In the meantime our brigade was attacked by a severe epidemic of flu and malaria that swept men off their feet, so that, instead of being shock troops, they had to be withdrawn. I was returned to my unit and soon after my arrival I was laid low, for I too had succumbed to the prevailing malady.

The M.O. sent me to the field ambulance. I lay helpless for days, my body trembling like a leaf and wanting nothing, not even food or drink. I lost all desire to live, but my time was not finished. I slowly recovered, and within a fortnight I was pushed out to rejoin the battalion and take part in the pursuit of the enemy.

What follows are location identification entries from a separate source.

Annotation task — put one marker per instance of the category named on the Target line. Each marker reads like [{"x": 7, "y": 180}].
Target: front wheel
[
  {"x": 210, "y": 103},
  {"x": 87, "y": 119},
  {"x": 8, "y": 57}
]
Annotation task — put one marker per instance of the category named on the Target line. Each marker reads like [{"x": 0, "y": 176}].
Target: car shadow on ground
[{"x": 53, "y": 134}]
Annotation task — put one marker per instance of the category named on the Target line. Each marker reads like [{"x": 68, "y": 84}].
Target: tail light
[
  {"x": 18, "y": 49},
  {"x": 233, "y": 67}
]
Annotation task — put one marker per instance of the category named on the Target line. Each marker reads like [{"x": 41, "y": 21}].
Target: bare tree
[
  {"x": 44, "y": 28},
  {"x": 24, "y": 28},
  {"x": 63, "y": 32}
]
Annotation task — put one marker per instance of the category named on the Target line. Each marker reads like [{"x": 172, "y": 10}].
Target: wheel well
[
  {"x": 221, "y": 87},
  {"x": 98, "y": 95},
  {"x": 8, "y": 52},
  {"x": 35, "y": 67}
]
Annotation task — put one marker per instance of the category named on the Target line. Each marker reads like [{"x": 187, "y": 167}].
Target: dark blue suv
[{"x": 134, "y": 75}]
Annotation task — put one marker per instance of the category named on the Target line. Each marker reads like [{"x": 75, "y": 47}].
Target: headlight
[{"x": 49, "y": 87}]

The Serbs (gallant fighters) had smashed their way through the Bulgar line, causing them to retire, and we held the mountains that once were theirs. From stretcher to sleeping out under the open sides, on the move all the time, was drastic in the extreme. I felt a sense of novelty in the pleasure of seeing the other side of Macedonia right up to Bulgaria.

After the surrender of Bulgaria we returned to the scene of our former struggles and I stole away one day to visit the Devil's Eye on the summit of Grand Couronne.

It was an impregnable O.P. with a mighty view stretching down to the Gulf; even the shipping could be plainly seen, along with every position in front of it.

We eventually turned our backs upon our newly won territory and marched day after day, weary and weak, towards Stavros. I stuck it until Janesh was reached. My feet had swollen and my toes were like stumps of raw meat. I reported sick the following morning and was left behind to be sent down to hospital suffering from septic poisoning.

In a way I felt glad, but the knowledge that my comrades were equally sick and weary of it all pained me not a little. Hospital was reached; I was popped into a bath and a bed, and indulged in a comfortable sleep, to be awakened by a sprightly nurse requesting me to suck a thermometer.

Recovery was slow, the Armistice was signed, and when the sister announced the fact not a cheer or murmur came from anyone in response. I was too full for words and so were the other inmates. The only thing left was to wait for the ship, home, and loved ones.

Note: by Private N. C. Powell, 3/5th East Lancs. Regt.